Secure payment on Internet?
Now that it has become a common feature on the news to hear about cyber attacks on an international scale, cybersecurity is seen as a first priority by Internet users. There can be no doubt that the web has become a battleground without borders on which to defend political, financial and ideological interests. We are all affected by this struggle, since it is almost impossible to avoid operating through Internet, but, at what price?
Cybersecurity, or data security, in other words the practice of defending information systems against external attacks, comprises both the actual data systems themselves and the area of communications. Cybersecurity, therefore, covers both the processes and mechanisms associated with our hardware equipment (for example, servers or cell phones), and the information that flows or is stored through them, and also the services that they enable, protecting them from unauthorized and malicious access as well as from alteration or destruction of the data.
It is common knowledge that there is much more information in data that the data themselves. For instance, it is possible to classify neighborhoods in a city just by observing cell phone use patterns. Cybersecurity should not be limited, therefore, to the data and the user's information system, but must extend its analysis considerably further afield. To do so, it must incorporate studies of the structures and patterns underlying the data, and combine the internal data of a given entity with other external data sources.
In this context, IMDEA Networks Institute has recently concluded a pioneering research project, led by the private company Zed Worldwide S.A. and financed by the CDTI (the Spanish Centre for the Development of Industrial Technology ), for the analysis and evaluation of secure payment systems on Internet with the aim of detecting fraudulent users and transactions. This project, called iPAY, has applied data mining techniques on Big Data to create a technology platform for financial intermediation in a mobile cloud computing environment. The Madrid based institute has focused its research in networks on developing techniques and algorithms that will identify security threats or breaches in secure payment systems. To conduct this study millions of data have been analyzed, originating from different Internet sources (websites, blogs, social networks, etc.).

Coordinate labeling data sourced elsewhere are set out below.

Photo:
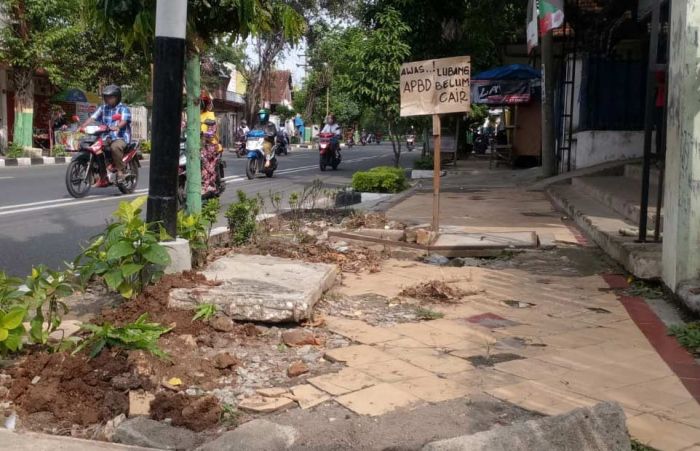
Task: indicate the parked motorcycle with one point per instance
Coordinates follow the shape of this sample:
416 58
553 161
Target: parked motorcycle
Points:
92 166
410 142
329 153
256 156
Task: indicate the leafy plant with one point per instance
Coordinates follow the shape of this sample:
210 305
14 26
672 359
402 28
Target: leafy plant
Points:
688 335
427 314
137 335
382 179
205 312
46 288
424 163
10 295
11 329
241 216
14 150
127 255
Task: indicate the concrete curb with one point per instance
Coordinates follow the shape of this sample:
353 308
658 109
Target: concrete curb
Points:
43 161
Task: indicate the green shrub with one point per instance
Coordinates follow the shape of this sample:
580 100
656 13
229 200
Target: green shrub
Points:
14 150
136 335
128 255
241 218
424 163
688 335
145 147
382 179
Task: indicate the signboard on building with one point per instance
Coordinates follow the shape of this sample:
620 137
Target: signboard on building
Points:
436 86
501 92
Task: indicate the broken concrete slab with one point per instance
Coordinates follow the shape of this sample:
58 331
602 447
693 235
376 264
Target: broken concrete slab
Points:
490 240
260 288
154 434
256 435
601 427
261 404
308 396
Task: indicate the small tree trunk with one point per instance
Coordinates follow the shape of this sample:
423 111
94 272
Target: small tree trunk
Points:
24 107
194 170
395 143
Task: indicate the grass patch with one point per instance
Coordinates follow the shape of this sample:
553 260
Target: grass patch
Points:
688 335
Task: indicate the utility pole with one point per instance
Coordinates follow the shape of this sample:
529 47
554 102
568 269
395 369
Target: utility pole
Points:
548 144
171 20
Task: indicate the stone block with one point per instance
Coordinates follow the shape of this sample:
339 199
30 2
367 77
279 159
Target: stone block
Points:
260 288
180 256
256 435
154 434
601 427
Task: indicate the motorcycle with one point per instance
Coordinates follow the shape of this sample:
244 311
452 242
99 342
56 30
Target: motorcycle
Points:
256 156
211 163
410 142
329 153
92 165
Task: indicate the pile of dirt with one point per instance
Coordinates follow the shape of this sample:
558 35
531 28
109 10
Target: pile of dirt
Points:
434 291
154 301
195 413
73 389
351 260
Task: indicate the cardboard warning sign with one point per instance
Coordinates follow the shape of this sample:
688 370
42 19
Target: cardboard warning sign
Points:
436 86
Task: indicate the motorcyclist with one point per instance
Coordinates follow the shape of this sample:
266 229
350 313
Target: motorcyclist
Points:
332 127
119 131
270 131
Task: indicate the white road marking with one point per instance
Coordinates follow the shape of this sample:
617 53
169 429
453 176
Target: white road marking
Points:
69 202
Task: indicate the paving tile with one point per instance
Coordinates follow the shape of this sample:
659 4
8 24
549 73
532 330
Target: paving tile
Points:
357 355
433 388
346 381
437 362
308 396
359 330
658 395
377 400
532 369
662 434
393 370
428 335
463 329
541 398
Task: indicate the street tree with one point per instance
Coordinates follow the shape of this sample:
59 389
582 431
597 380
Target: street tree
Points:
29 28
378 55
207 22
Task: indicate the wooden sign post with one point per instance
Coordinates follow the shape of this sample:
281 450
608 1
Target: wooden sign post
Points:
436 87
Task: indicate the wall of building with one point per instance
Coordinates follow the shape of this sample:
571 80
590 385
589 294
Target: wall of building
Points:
681 244
593 147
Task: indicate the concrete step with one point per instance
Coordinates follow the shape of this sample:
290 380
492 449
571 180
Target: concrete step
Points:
603 226
634 171
621 194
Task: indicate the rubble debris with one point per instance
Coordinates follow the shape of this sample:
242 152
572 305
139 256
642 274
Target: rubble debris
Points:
297 369
261 404
300 337
434 291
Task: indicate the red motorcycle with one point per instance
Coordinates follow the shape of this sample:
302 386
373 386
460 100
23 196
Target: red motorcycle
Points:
92 166
329 151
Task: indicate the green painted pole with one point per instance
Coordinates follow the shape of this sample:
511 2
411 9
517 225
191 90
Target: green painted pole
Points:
194 170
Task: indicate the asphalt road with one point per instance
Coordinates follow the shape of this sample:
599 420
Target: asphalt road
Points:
41 223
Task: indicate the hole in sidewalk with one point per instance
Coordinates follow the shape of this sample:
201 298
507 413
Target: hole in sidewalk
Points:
518 304
494 359
598 310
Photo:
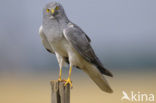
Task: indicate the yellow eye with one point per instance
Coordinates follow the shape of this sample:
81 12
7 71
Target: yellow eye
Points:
48 10
56 8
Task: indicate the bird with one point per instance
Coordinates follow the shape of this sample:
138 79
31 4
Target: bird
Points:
71 45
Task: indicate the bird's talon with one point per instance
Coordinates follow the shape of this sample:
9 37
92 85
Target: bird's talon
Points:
59 79
68 81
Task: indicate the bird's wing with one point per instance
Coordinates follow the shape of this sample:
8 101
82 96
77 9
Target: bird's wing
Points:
81 42
45 41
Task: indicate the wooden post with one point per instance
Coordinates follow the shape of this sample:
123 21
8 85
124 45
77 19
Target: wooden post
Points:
59 92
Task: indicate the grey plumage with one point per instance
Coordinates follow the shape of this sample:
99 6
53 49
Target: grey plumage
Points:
71 45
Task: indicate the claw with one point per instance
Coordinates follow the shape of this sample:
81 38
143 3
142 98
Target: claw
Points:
68 81
59 79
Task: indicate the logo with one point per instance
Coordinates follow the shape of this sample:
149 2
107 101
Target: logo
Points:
137 96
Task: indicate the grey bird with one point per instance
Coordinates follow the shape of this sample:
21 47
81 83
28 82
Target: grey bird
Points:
71 45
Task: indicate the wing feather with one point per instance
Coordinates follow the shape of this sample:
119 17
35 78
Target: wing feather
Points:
45 41
81 42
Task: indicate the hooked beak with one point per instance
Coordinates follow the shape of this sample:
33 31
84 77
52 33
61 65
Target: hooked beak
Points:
52 11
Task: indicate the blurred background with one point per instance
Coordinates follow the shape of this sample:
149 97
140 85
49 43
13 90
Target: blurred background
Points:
123 34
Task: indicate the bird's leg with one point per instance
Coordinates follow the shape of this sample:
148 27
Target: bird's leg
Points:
60 74
68 81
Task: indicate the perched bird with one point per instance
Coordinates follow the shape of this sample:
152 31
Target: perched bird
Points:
71 45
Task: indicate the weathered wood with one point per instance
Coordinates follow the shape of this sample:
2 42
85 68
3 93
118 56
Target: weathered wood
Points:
59 92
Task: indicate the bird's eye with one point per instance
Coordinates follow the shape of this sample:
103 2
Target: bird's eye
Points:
56 8
48 10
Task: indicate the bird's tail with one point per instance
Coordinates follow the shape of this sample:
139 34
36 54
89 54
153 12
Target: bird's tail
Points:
98 78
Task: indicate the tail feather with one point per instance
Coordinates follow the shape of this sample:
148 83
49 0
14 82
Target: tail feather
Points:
98 78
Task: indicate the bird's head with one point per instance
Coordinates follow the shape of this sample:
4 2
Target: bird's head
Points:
54 10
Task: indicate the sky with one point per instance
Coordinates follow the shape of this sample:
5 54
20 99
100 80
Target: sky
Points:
123 32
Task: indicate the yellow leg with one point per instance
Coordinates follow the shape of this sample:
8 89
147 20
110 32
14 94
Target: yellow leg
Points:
68 81
60 74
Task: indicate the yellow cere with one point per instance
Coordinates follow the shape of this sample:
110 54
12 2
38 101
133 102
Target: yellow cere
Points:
48 10
52 11
56 8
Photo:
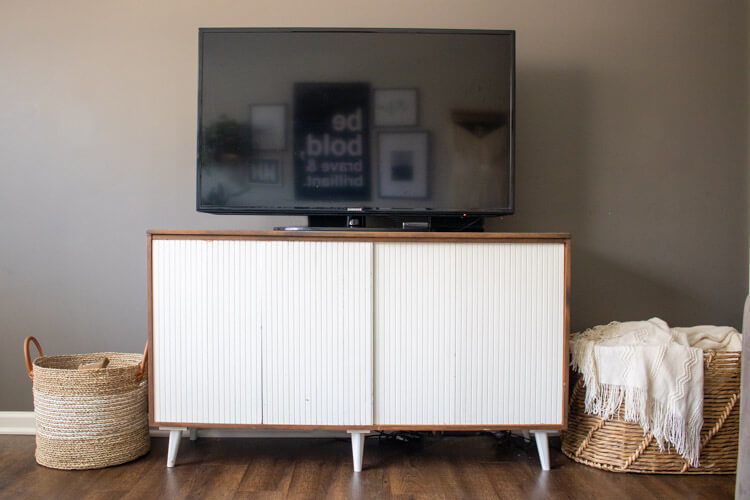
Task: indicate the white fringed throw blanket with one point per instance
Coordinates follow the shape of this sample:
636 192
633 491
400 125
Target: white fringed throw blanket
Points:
655 371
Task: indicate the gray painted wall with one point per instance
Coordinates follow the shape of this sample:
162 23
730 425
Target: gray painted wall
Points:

The result of this project consists of two modules that combine to form a powerful cybersecurity technology platform. First or all, graph algorithms have been designed and developed for analyzing and detecting fraud patterns, in conjunction with data mining techniques applied to payment transactions. In this module, algorithms have been designed to analyze payments made by users. Payment data are modeled in graphs to identify patterns of behavior that enable fraudulent actions to be detected in organized networks for money laundering, arbitration of exchange, etc. Secondly, a prediction system was developed based on payment transaction history. In this module algorithms have been designed and developed to predict user behavior and identify future purchases of interest, as well as operations outside the usual casuistry which are likely to be fraudulent.
With this study, IMDEA Networks has shown that it is possible to prevent and identify potential malicious behavior online. On Internet, as in real life, the unusual ways of relating with others and behavior that we associate with fraud and dishonesty allow us to find mechanisms for staying alert and prepared against cybercriminals.